Re: [PATCH 00/11] mm/mremap: introduce more mergeable mremap via MREMAP_RELOCATE_ANON

From: David Hildenbrand
Date: Mon Jun 16 2025 - 16:42:02 EST


On 16.06.25 22:24, David Hildenbrand wrote:
Hi Lorenzo,

as discussed offline, there is a lot going on an this is rather ... a
lot of code+complexity for something that is more a corner cases. :)

Corner-case as in: only select user space will benefit from this, which
is really a shame.

After your presentation at LSF/MM, I thought about this further, and I
was wondering whether:

(a) We cannot make this semi-automatic, avoiding flags.

(b) We cannot simplify further by limiting it to the common+easy cases
first.

I think you already to some degree did b) as part of this non-RFC, which
is great.


So before digging into the details, let's discuss the high level problem
briefly.

I think there are three parts to it:

(1) Detecting whether it is safe to adjust the folio->index (small
folios)

(2) Performance implications of doing so

(3) Detecting whether it is safe to adjust the folio->index (large PTE-
mapped folios)


Regarding (1), if we simply track whether a folio was ever used for
COW-sharing, it would be very easy: and not only for present folios, but
for any anon folios that are referenced by swap/migration entries.
Skimming over patch #1, I think you apply a similar logic, which is good.

Regarding (2), it would apply when we mremap() anon VMAs and they happen
to reside next to other anon VMAs. Which workloads are we concerned
about harming by implementing this optimization? I recall that the most
common use case for mremap() is actually for file mappings, but I might
be wrong. In any case, we could just have a different way to enable this
optimization than for each and every mremap() invocation in a process.

Regarding (3), if we were to split large folios that cross VMA
boundaries during mremap(), it would be simpler.

How is it handled in this series if we large folio crosses VMA
boundaries? (a) try splitting or (b) fail (not transparent to the user :( ).

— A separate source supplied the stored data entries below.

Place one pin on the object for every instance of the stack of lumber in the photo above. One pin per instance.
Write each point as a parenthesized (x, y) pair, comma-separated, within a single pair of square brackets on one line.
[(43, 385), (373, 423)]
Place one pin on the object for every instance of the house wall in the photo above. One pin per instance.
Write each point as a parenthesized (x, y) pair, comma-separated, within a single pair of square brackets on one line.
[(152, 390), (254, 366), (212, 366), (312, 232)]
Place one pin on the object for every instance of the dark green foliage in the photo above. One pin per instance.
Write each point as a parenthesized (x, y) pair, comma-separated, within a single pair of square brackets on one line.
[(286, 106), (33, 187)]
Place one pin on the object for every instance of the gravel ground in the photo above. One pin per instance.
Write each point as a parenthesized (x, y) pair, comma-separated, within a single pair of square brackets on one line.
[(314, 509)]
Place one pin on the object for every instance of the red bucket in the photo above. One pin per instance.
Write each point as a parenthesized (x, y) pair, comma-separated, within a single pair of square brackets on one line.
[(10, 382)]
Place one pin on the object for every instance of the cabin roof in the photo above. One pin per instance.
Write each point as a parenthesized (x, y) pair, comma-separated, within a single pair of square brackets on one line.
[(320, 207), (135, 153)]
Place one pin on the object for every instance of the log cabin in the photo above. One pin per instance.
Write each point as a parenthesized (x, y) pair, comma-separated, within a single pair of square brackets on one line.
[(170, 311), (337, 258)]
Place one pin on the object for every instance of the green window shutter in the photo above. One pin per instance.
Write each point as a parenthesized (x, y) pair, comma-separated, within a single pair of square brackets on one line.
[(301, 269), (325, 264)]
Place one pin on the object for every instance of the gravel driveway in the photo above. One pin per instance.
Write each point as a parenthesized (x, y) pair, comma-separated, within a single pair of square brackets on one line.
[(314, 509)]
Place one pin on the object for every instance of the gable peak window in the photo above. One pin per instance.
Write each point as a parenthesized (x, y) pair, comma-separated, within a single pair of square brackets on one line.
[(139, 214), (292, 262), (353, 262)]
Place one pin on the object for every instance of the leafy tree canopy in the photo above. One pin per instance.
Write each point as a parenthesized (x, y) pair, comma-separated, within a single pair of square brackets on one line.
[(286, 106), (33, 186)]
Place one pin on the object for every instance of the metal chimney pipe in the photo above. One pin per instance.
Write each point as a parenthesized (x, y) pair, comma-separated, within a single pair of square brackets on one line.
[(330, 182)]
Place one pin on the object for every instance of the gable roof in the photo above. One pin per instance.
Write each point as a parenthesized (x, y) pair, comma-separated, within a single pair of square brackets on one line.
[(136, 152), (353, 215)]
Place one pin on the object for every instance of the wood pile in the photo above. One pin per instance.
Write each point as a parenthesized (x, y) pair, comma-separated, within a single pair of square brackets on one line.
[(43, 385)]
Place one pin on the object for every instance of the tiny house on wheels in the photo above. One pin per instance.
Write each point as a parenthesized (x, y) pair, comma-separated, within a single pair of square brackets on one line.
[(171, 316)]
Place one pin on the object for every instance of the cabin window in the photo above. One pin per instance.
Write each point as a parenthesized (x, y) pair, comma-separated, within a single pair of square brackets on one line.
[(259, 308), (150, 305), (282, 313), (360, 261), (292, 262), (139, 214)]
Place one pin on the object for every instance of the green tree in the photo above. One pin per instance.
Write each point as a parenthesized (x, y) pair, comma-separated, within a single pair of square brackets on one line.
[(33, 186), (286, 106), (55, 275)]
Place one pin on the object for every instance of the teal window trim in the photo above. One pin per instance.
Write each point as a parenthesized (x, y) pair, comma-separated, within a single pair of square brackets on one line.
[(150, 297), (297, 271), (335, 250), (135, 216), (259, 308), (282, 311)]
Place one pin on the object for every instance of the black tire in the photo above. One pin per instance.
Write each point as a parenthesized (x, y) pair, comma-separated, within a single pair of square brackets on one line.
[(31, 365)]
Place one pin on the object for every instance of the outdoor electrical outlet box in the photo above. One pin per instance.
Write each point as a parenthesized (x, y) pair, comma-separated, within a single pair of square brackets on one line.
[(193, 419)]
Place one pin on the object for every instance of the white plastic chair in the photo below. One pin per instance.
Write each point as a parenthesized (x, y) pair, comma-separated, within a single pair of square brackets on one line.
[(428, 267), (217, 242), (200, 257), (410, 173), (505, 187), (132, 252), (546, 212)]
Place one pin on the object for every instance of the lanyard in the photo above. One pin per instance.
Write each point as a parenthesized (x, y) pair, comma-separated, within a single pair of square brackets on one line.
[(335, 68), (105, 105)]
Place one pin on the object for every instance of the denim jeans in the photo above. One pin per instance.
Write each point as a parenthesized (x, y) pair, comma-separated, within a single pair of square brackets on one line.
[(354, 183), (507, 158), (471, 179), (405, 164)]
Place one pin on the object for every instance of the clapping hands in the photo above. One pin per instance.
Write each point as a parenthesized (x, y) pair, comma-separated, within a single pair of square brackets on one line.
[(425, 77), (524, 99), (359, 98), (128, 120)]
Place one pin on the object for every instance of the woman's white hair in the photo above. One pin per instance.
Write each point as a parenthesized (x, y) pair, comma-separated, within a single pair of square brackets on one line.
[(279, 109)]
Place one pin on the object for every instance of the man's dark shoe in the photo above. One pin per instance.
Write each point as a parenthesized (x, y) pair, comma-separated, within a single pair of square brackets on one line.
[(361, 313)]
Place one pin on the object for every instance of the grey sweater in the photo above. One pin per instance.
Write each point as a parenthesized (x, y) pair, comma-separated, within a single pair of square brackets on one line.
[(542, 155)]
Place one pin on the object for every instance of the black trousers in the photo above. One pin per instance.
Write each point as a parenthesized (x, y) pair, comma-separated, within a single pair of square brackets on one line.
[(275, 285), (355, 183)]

This also creates a difference in behaviour, often surprising to users,
between mappings which are faulted and those which are not - as for the
latter we adjust vma->vm_pgoff upon mremap() to aid mergeability.

This is problematic firstly because this proliferates kernel allocations
that are pure memory pressure - unreclaimable and unmovable -
i.e. vm_area_struct, anon_vma, anon_vma_chain objects that need not exist.
> > Secondly, mremap() exhibits an implicit uAPI in that it does not permit
remaps which span multiple VMAs (though it does permit remaps that
constitute a part of a single VMA).

If I mremap() to create a hole and mremap() it back, I would assume to
automatically get the hole closed again, without special flags. Well, we
both know this is not the case :)

> > This means that a user must concern themselves with whether merges
succeed
or not should they wish to use mremap() in such a way which causes multiple
mremap() calls to be performed upon mappings.

Right.


This series provides users with an option to accept the overhead of
actually updating the VMA and underlying folios via the
MREMAP_RELOCATE_ANON flag.

Okay. I wish we could avoid this flag ...


If MREMAP_RELOCATE_ANON is specified, but an ordinary merge would result in
the mremap() succeeding, then no attempt is made at relocation of folios as
this is not required.

Makes sense. This is the existing behavior then.


Even if no merge is possible upon moving of the region, vma->vm_pgoff and
folio->index fields are appropriately updated in order that subsequent
mremap() or mprotect() calls will succeed in merging.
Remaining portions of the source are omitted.